Wholesale prices rose 0.7% in February, nearly double expectations and a not-so-subtle reminder that inflation still has a pulse — and apparently a gym membership. The year-over-year figure clocked in at 3.4%, the biggest jump since February 2025, according to fresh data from the Bureau of Labor Statistics.

Economists had penciled in something closer to 0.3%. The data instead delivered a plot twist. Again. Core PPI, which strips out the usual suspects — food, energy, and trade services — rose 0.5% on the month and 3.5% annually. That’s 10 straight months of increases, for anyone still hoping inflation would politely excuse itself.

Goods prices did most of the heavy lifting, climbing 1.1% — the biggest gain since August 2023. Food prices rose 2.4%, energy jumped 2.3%, and vegetables posted a jaw-dropping 48.9% increase. Yes, your salad is now a luxury item.
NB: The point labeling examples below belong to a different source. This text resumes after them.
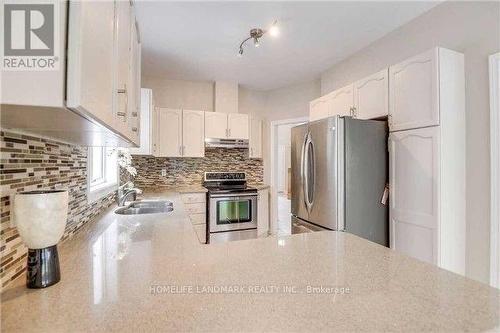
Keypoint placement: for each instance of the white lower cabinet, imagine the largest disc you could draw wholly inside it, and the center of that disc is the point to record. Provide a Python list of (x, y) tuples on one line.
[(263, 212), (180, 133)]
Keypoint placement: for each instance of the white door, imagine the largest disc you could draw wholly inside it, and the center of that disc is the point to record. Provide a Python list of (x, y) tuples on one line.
[(237, 125), (91, 59), (193, 133), (255, 141), (263, 212), (341, 101), (170, 132), (413, 92), (371, 96), (215, 125), (414, 184), (319, 108)]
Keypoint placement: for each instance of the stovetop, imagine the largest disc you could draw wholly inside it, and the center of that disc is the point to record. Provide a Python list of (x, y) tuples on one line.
[(227, 182)]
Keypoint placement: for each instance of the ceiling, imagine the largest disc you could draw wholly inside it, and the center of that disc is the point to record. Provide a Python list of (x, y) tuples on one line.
[(200, 40)]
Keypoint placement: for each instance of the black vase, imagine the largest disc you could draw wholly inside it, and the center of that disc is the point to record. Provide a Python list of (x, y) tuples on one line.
[(43, 267)]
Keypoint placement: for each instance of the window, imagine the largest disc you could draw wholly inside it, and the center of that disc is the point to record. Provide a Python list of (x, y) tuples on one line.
[(102, 170)]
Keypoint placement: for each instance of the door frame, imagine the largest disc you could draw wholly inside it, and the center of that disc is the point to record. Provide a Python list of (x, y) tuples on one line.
[(494, 78), (274, 167)]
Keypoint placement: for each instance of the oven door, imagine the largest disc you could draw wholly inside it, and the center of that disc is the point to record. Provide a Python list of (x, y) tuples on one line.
[(233, 212)]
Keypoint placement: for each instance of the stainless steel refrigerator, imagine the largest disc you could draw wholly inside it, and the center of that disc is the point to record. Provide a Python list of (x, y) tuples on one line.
[(339, 177)]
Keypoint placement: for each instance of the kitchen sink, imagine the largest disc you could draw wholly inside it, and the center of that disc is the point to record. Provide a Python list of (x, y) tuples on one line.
[(146, 207)]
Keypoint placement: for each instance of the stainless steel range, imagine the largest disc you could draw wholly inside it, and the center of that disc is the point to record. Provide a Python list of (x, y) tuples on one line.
[(232, 205)]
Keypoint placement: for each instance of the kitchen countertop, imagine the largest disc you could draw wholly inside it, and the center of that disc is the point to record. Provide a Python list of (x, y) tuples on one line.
[(149, 272)]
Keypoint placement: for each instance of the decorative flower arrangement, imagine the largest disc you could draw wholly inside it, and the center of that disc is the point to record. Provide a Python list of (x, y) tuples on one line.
[(125, 160)]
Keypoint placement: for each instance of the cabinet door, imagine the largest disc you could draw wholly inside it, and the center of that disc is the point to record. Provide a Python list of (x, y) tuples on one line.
[(414, 200), (155, 119), (146, 120), (134, 85), (193, 133), (263, 212), (123, 91), (91, 59), (169, 132), (319, 109), (237, 126), (255, 141), (215, 125), (371, 96), (413, 91), (341, 101)]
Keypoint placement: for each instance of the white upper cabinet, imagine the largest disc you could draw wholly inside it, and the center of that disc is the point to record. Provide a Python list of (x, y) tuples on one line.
[(146, 122), (341, 101), (319, 108), (255, 141), (427, 164), (414, 204), (90, 82), (216, 125), (193, 133), (219, 125), (169, 132), (237, 126), (98, 79), (414, 92), (371, 96)]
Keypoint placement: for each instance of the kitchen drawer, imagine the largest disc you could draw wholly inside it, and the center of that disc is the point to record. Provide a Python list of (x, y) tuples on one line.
[(195, 208), (189, 198), (198, 218)]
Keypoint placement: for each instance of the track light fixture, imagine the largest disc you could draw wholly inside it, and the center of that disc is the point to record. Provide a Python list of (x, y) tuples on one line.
[(256, 34)]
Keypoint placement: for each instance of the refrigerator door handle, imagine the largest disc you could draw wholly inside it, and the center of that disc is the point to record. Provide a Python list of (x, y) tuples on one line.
[(308, 163), (303, 173)]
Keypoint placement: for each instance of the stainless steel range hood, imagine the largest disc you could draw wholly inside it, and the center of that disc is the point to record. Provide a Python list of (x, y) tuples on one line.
[(226, 143)]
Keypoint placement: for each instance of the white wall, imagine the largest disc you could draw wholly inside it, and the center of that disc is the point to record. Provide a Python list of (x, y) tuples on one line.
[(176, 94), (292, 101), (472, 28)]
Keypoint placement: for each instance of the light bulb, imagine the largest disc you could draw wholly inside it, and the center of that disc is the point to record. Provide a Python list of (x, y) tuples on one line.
[(274, 30)]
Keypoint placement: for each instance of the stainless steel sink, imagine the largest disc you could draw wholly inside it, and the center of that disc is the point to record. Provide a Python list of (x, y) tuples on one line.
[(146, 207)]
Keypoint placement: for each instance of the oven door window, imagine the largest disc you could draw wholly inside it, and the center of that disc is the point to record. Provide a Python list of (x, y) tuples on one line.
[(234, 211)]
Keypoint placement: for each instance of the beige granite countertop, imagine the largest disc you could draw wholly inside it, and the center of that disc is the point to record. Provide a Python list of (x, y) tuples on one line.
[(125, 273)]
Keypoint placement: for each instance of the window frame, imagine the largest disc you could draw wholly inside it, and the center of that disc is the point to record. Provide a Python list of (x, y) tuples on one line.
[(108, 182)]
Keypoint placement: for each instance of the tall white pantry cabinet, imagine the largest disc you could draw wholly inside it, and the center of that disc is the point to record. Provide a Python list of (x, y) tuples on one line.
[(427, 158)]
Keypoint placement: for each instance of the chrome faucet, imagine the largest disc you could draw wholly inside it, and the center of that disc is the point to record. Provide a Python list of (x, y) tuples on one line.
[(123, 193)]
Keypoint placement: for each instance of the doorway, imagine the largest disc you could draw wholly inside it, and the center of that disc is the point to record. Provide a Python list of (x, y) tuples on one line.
[(281, 174)]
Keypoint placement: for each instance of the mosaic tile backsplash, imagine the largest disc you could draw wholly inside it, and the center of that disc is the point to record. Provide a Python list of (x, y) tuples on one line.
[(31, 163), (190, 171)]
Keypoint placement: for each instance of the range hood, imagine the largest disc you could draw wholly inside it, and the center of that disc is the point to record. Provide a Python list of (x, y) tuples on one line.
[(225, 143)]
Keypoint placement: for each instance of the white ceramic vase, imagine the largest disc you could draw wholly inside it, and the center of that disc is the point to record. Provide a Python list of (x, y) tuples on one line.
[(40, 218)]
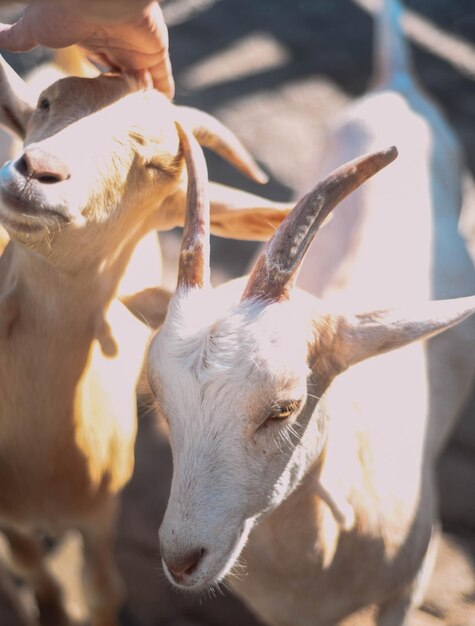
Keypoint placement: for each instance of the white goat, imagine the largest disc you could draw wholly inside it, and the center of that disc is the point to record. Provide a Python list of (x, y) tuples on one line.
[(322, 476), (101, 166)]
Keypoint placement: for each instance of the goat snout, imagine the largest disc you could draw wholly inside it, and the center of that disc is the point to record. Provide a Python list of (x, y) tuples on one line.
[(183, 565), (42, 166)]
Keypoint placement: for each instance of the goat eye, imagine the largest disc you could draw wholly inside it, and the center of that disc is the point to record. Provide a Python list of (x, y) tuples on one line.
[(282, 410), (43, 104)]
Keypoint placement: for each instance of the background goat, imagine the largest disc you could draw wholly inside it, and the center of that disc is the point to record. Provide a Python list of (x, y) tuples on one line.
[(100, 168), (343, 471)]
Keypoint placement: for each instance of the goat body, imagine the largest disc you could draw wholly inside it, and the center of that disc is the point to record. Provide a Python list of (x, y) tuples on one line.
[(344, 511), (70, 350)]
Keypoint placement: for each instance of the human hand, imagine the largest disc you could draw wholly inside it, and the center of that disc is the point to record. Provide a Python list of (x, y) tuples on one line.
[(135, 44)]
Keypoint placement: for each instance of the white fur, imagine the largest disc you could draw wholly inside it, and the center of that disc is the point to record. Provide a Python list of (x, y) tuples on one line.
[(340, 494)]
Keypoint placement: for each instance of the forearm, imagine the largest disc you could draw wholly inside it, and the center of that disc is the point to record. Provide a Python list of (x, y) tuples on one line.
[(100, 10)]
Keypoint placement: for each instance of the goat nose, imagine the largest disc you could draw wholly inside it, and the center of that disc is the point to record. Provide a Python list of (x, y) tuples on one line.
[(40, 165), (185, 565)]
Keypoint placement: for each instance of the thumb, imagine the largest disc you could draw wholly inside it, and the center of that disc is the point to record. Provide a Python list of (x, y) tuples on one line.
[(17, 37)]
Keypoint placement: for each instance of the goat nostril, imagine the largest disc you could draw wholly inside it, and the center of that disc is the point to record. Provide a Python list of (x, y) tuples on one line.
[(48, 179), (39, 165), (186, 565)]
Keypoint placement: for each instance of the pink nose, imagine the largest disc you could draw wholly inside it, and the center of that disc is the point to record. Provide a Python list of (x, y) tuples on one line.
[(40, 165), (185, 565)]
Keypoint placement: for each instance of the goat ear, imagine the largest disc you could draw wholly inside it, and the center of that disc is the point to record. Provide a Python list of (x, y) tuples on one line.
[(234, 213), (16, 104), (349, 339)]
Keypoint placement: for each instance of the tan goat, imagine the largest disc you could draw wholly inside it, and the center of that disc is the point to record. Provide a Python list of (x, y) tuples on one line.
[(101, 167), (290, 445)]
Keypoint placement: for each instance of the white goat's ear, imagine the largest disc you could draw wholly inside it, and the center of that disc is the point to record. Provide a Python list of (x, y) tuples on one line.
[(234, 213), (16, 103), (348, 339)]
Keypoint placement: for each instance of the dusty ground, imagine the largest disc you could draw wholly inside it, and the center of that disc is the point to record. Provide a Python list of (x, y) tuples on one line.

Services, not to be outdone, rose 0.5% for a third straight month. Traveler accommodation services spiked 5.7%, suggesting vacations are still happening — they’re just costing more than your last impulse buy.

Not everything joined the inflation party. Jewelry prices fell 4%, apparel margins dropped 4.5%, and soft drinks slipped. So if you’re looking for bargains, apparently it’s time to accessorize and hydrate.

The bigger issue is what comes next. Producer prices tend to bleed into consumer prices with a lag, meaning today’s wholesale spike could be tomorrow’s CPI headache. Add in energy volatility and geopolitical noise, and suddenly “ inflation cooling” feels like wishful thinking dressed up as analysis.

Timing, as always, is everything. The report lands right as the Federal Open Market Committee (FOMC) wraps its March 17–18 meeting today. Markets already expect the Fed to hold rates steady at 3.50% to 3.75%, with near certainty priced in. That expectation probably isn’t changing today. But the tone? That’s another story.

A hotter-than-expected PPI doesn’t scream “cut rates soon.” It whispers — or maybe shouts — “not so fast.” The higher-for-longer narrative just got a fresh coat of paint. Markets reacted accordingly, with early chatter pointing to rising Treasury yields, a firmer dollar, and a cautious mood across risk assets. Translation: nobody’s throwing a celebration just yet.

Bitcoin dropped to an intraday low of $72,296 per coin, following the announcement, and equities futures show a rough opening for Wall Street. For policymakers, the message is clear. Inflation hasn’t been defeated — it’s just been playing dead. And now it’s back on its feet, asking uncomfortable questions.

For everyone else, the takeaway is simpler. Prices upstream are rising, and sooner or later, that bill tends to find its way downstream.

  • What is the PPI and why does it matter?
    The Producer Price Index tracks wholesale inflation and often signals where consumer prices are headed next.
  • Why did February’s PPI surprise markets?
    It rose 0.7% instead of the expected 0.3%, showing stronger-than-anticipated inflation pressure.
  • How does this affect Federal Reserve policy?
    Hotter inflation reduces the likelihood of near-term rate cuts and supports a cautious stance.
  • Will this impact everyday prices?
    Yes, rising producer costs often pass through to consumers over time, pushing retail prices higher.